Popped over to South London to see a friend whilst Dearly Beloved was playing golf. On the way back, switched the radio to BBC Radio 4 – always interesting but can be a little dry. This afternoon though I caught the last part of a radio adaptation of the play “Jeffrey Barnard is unwell…”. Always a gem, this version starred the very much missed John Hurt as the eponymous Jeffrey Barnard. The play was penned by Keith Waterhouse about his friend Jeffrey, who was a real-life journalist and piss-artist, and whose “unwell” stints usually meant “hungover” or “drunk”. He wrote for the the Spectator, a London magazine; this was the one line apology they printed whenever he (frequently) failed to turn in a column. I remember seeing the play on stage at the Garrick Theatre (it starred Tom Conti, although its original star was Peter O’Toole). This was back in the 80s with the also piss-artist ex, when I could watch a play about an alcoholic and still laugh, although later on the irony was not lost.

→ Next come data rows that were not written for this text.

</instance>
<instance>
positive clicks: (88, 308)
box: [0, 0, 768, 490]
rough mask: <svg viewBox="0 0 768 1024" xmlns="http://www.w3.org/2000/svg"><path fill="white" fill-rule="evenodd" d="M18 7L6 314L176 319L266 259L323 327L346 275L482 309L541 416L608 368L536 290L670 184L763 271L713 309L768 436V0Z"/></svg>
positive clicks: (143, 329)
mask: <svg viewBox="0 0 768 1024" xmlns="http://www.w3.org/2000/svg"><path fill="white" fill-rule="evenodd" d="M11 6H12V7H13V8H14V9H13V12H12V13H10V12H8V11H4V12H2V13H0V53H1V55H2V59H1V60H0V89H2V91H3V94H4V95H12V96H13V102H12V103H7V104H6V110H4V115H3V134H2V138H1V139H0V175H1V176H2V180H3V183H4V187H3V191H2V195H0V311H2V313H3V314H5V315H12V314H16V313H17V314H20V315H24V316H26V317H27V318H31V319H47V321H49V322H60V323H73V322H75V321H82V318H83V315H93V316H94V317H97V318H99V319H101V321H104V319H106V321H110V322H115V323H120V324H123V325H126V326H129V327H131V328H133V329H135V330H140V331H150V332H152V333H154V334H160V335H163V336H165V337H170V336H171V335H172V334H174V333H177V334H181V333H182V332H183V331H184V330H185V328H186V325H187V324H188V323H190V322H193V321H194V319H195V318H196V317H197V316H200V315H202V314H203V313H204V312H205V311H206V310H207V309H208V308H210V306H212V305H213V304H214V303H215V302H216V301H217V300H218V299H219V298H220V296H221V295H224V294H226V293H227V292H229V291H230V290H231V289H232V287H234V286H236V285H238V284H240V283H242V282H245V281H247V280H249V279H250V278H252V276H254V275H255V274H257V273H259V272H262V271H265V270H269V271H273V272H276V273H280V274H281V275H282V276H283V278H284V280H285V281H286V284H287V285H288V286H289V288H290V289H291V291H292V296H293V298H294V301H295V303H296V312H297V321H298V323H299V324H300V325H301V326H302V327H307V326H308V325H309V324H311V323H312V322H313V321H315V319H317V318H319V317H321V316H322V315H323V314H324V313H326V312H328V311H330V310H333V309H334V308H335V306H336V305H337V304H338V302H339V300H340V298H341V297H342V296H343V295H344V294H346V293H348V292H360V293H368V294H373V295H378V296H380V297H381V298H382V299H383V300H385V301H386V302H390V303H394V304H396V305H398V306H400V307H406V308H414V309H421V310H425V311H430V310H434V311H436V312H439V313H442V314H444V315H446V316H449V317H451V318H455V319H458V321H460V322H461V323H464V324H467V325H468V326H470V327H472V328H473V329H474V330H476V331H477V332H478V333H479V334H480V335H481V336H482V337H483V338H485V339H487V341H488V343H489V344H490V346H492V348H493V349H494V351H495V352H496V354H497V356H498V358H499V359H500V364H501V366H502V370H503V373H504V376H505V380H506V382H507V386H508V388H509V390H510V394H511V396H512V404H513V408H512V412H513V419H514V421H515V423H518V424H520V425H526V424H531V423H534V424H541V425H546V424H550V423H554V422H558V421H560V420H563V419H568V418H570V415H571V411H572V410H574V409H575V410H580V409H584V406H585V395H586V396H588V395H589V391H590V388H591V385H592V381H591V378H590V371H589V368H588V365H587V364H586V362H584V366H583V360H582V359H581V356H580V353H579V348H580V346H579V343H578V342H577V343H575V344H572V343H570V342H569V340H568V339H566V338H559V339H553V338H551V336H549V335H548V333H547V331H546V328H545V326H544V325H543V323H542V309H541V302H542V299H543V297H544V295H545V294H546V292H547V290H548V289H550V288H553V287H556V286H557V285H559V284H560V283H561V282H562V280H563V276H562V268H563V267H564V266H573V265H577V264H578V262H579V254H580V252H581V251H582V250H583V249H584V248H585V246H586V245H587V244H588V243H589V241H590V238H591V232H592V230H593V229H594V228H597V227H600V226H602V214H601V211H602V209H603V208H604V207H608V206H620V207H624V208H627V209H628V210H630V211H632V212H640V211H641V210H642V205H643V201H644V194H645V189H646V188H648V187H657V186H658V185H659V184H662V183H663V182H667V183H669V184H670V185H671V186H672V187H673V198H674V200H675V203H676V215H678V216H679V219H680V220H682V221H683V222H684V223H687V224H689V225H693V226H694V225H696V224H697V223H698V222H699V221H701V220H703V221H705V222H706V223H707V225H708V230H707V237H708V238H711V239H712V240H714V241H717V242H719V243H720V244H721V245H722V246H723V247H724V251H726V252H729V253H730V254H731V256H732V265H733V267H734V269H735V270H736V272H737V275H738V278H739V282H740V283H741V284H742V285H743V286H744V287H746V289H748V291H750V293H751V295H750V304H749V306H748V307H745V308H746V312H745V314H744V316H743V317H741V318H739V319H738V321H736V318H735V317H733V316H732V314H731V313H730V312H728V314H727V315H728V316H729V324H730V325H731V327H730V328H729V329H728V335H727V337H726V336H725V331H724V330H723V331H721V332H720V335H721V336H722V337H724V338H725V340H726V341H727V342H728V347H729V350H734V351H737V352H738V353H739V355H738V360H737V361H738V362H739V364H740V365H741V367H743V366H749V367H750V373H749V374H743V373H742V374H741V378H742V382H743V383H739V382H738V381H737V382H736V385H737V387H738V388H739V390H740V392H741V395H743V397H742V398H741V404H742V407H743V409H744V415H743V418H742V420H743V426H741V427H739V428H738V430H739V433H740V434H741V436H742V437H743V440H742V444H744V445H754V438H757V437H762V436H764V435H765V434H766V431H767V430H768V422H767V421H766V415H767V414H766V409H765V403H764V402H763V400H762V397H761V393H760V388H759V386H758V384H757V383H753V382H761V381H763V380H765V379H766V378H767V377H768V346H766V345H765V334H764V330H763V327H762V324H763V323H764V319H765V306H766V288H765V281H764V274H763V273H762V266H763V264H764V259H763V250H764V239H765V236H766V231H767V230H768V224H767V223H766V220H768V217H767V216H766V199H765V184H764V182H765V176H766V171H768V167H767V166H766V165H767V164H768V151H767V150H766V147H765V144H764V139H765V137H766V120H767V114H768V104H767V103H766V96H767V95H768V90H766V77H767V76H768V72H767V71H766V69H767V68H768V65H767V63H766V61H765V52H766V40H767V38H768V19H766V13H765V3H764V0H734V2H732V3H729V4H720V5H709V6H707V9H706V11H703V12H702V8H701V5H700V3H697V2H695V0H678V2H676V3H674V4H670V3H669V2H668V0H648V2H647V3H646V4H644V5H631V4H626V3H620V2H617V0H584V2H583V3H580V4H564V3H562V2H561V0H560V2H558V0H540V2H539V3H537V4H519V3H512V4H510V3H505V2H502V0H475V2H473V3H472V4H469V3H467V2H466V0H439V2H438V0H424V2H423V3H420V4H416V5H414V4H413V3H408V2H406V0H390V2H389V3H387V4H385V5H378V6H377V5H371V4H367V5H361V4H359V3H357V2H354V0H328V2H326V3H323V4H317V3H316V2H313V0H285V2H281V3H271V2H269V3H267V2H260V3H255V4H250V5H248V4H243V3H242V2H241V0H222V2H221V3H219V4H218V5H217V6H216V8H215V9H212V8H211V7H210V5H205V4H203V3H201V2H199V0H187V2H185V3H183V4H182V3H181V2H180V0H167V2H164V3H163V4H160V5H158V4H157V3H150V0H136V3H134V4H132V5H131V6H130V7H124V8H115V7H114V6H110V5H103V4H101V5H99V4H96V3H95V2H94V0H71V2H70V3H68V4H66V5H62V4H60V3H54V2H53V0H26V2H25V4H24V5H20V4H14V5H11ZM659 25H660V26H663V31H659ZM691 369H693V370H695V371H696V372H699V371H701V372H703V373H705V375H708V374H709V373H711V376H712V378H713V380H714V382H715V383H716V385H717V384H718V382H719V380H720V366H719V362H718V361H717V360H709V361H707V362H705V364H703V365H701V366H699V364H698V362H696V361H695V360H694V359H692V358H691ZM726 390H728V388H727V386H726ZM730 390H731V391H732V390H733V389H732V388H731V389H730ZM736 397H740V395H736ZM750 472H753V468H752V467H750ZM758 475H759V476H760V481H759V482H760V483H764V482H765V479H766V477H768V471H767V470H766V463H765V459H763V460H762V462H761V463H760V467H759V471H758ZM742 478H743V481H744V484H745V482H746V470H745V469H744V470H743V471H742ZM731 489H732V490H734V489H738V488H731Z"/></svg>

I listened to it all the way back (only missing 4 minutes or so coming through the Dartford Tunnel), remembering how funny and poignant it actually was. A few standout moments: ‘cat’ racing – invented by Jeffrey and fellow gamblers who were missing horse and dog racing due to snow and ended when a fight broke out after allegations of ‘doping’! Also, towards the end, Jeffery says “last week, I had an erection. I was so astonished I took a photograph”! This made me laugh out loud in the car; John Hurt said this so perfectly it was funny and sad at the same time.
The play ended just as I pulled off the M25. I had to turn off the radio because I wanted to think about what I’d just listened to and what I would write about. It was a great surprise to hear the play – a tribute to John Hurt, I believe – it was well written, funny and affectionate. Jeffrey Barnard was louch and bohemian and lived in Soho, full of other louch and bohemian men (read: alcoholics). He died at 65 of renal failure due to complications from diabetes and alcoholism. He’d had his right leg amputated a few years before for the same reasons. I find this sad and very close to home. He was erudite and interesting but feckless and always looking for his next drink or bet. Rest in peace Jeffrey.